Project's structure:
.
├── API
│ ├── docs
│ │ ├── Document Live.txt
│ │ └── Document Static.txt
│ ├── flask_docker
│ │ ├── Dockerfile
│ │ ├── exec.py
│ │ ├── mls.py
│ │ ├── my_app.py
│ │ ├── path.json
│ │ ├── requirements.txt
│ │ ├── setup.py
│ │ └── wsgi.py
│ └── notebook
│ └── example.ipynb
├── AutoML
│ ├── h2o_notebook.ipynb
│ ├── h2o_script.py
│ └── param_h2o.json
├── AWS_infra
│ └── AWS Infrastructure.pdf
├── LICENSE
└── README.md
Dependencies, this application requires:
Python (>= 3.7)
Docker (= 20.10.12)
Please follow the link bellow for more information on docker:
https://docs.docker.com/engine/install/ubuntu/
To change the source and saving path, please change the path.json path:
"modeldata": URL or path where AutoML files will be saved, such as binary models, info, test and train csv files.
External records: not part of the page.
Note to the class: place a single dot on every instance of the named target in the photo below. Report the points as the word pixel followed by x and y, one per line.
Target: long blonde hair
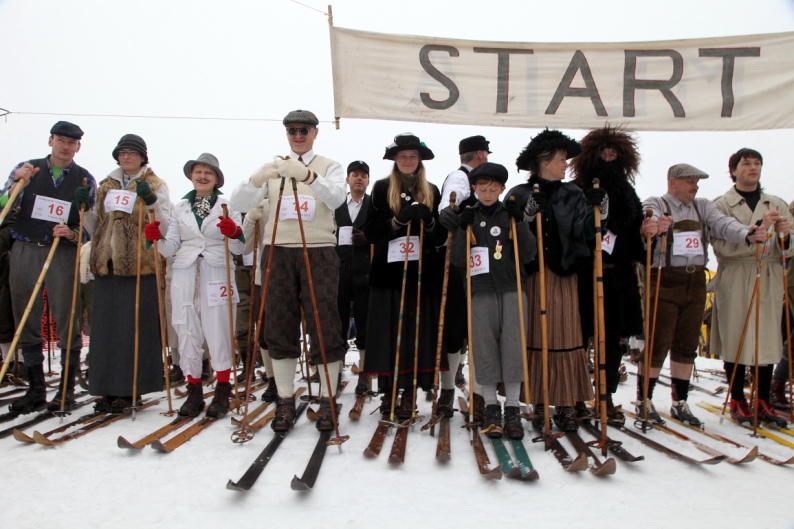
pixel 422 191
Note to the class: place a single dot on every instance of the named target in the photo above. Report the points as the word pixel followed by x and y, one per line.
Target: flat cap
pixel 684 170
pixel 304 117
pixel 473 143
pixel 70 130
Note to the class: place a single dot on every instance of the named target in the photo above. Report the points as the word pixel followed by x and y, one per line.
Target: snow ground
pixel 90 483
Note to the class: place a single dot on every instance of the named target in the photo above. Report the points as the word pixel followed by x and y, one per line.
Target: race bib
pixel 50 209
pixel 398 248
pixel 608 242
pixel 346 236
pixel 289 209
pixel 218 293
pixel 478 260
pixel 687 243
pixel 120 200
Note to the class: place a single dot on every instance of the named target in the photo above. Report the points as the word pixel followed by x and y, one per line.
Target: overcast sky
pixel 250 62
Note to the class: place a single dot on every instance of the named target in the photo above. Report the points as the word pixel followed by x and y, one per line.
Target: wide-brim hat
pixel 547 141
pixel 408 142
pixel 210 161
pixel 134 142
pixel 488 171
pixel 684 170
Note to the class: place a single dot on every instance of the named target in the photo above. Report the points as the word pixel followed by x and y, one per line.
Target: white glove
pixel 256 212
pixel 264 173
pixel 294 169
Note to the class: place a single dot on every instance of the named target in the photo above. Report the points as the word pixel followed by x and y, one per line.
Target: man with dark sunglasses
pixel 321 189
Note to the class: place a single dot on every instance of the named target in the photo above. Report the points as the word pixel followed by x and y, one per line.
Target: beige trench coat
pixel 734 285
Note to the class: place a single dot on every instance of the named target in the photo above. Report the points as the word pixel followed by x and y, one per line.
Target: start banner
pixel 725 83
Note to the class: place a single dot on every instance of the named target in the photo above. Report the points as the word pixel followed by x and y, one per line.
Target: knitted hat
pixel 134 142
pixel 684 170
pixel 547 141
pixel 473 143
pixel 407 142
pixel 64 128
pixel 304 117
pixel 488 171
pixel 358 165
pixel 210 161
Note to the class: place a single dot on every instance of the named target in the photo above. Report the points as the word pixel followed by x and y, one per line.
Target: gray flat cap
pixel 304 117
pixel 684 170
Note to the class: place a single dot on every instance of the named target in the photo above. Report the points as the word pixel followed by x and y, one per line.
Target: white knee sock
pixel 284 371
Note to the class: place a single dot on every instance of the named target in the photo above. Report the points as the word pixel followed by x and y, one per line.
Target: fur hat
pixel 64 128
pixel 304 117
pixel 407 142
pixel 595 141
pixel 546 141
pixel 488 171
pixel 684 170
pixel 134 142
pixel 210 161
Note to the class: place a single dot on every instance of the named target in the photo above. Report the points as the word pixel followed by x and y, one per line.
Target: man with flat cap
pixel 689 224
pixel 46 211
pixel 473 152
pixel 353 250
pixel 321 189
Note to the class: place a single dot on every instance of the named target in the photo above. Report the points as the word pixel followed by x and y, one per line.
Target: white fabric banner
pixel 726 83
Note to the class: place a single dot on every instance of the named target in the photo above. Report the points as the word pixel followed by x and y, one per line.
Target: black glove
pixel 514 210
pixel 595 196
pixel 81 195
pixel 449 219
pixel 145 192
pixel 466 218
pixel 359 239
pixel 536 202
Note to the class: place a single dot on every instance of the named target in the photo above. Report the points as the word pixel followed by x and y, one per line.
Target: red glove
pixel 152 231
pixel 229 228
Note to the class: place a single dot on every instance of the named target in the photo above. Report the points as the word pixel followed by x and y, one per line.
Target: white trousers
pixel 195 321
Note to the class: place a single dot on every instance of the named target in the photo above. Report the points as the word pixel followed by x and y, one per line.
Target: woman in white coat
pixel 195 240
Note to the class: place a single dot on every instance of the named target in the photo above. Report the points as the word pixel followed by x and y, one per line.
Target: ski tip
pixel 299 485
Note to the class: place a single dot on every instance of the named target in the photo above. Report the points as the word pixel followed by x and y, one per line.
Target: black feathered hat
pixel 408 142
pixel 547 141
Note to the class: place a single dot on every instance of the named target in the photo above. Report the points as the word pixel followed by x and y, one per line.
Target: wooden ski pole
pixel 11 199
pixel 163 322
pixel 242 435
pixel 135 347
pixel 544 337
pixel 441 317
pixel 29 307
pixel 65 368
pixel 601 328
pixel 787 314
pixel 339 439
pixel 520 297
pixel 414 418
pixel 230 309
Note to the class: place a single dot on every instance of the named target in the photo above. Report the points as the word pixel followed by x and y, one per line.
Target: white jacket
pixel 185 241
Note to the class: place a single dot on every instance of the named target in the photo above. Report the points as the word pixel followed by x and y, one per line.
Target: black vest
pixel 37 230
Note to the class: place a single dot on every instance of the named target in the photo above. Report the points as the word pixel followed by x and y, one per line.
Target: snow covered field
pixel 90 483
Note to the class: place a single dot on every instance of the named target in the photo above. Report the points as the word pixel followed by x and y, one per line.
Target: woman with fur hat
pixel 195 239
pixel 115 239
pixel 567 227
pixel 610 155
pixel 403 198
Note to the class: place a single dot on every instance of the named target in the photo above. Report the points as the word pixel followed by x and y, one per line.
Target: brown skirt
pixel 569 379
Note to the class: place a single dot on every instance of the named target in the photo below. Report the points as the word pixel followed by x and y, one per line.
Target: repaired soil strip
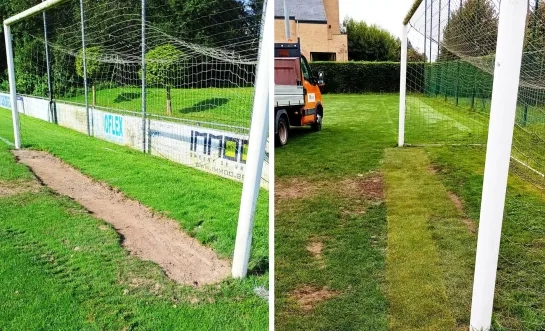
pixel 416 287
pixel 145 235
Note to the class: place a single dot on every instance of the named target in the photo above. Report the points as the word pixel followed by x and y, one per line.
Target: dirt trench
pixel 148 236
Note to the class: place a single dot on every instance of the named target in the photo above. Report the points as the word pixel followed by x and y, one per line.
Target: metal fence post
pixel 144 76
pixel 84 59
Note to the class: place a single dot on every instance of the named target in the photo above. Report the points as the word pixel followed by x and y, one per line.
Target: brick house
pixel 317 24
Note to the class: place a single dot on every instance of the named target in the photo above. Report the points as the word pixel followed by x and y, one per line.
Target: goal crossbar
pixel 33 11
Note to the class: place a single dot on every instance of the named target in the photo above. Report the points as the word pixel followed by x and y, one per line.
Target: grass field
pixel 231 106
pixel 372 237
pixel 46 283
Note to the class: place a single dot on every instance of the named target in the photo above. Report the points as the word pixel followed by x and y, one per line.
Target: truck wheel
pixel 283 131
pixel 317 126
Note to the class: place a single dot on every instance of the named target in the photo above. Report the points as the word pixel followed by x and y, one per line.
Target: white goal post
pixel 506 78
pixel 38 9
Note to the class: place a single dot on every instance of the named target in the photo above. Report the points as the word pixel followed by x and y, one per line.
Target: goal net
pixel 81 67
pixel 451 53
pixel 178 80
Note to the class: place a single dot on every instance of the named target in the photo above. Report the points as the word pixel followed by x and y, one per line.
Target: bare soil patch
pixel 293 188
pixel 148 236
pixel 315 247
pixel 308 297
pixel 460 207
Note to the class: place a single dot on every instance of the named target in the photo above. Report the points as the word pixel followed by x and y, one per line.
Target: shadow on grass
pixel 127 96
pixel 204 105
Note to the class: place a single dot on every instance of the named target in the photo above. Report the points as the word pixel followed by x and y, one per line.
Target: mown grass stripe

"procdata": URL or path where pre processed data will be saved to feed the models for training and testing.
Example:
{
"modeldata":"https://s3model.blob.core.windows.net/modeldata/",
"procdata":"https://s3model.blob.core.windows.net/prodata/"
}
Inside the folder /ML/API/flask_docker/ open a terminal and type the command bellow:
python setup.py
The last line will show the docke's binding port with the host.
Example:
CONTAINER ID IMAGE COMMAND CREATED STATUS PORTS NAMES
ac5bb0615e0a flask_docker "python3 exec.py" 2 seconds ago Up Less than a second 0.0.0.0:49171->8000/tcp, :::49171->8000/tcp serene_matsumoto
The binding port is 0.0.0.0:49171 in the example above.
https://app.swaggerhub.com/apis-docs/george53/MLS/1.0.0
To use the H2O AutoML for model creation, please alter the parameters in the param_h2o.json and then execute the following command:
python h2o_script.py
You can also use the notebook to create the models, it also uses the param_h2o.json file.
Example (param_h2o.json):
{
"sourcePath" : "https://s3model.blob.core.windows.net/prodata/merged_proc_data.csv", <- Local onde estão os dados pre processados.
"savingPath" : "https://s3model.blob.core.windows.net/modeldata/", <- Local onde salvar os arquivos gerados.
"target" : "average_ticket", <- Coluna desejada para previsão
"algos": ["DRF", "GLM", "XGBoost", "GBM", "DeepLearning", "StackedEnsemble"], <- Algoritmos disponíveis.
"maxModels" : "10", <- Máximo de modelos para comparaçao.
"seed" : "4", <- Seed para reprodutividade.
"maxTrainingTime" : "45", <- Tempo máximo de treinamento em segundos.
}
Execute the exemplo.ipynb notebook on the ML/API/notebooks to send and receive data.
Get:
pd.read_json(requests.get('http://0.0.0.0:49171/').content)
Post:
r = requests.post('http://0.0.0.0:49171/', data=data).content
prediction = pd.read_json(r)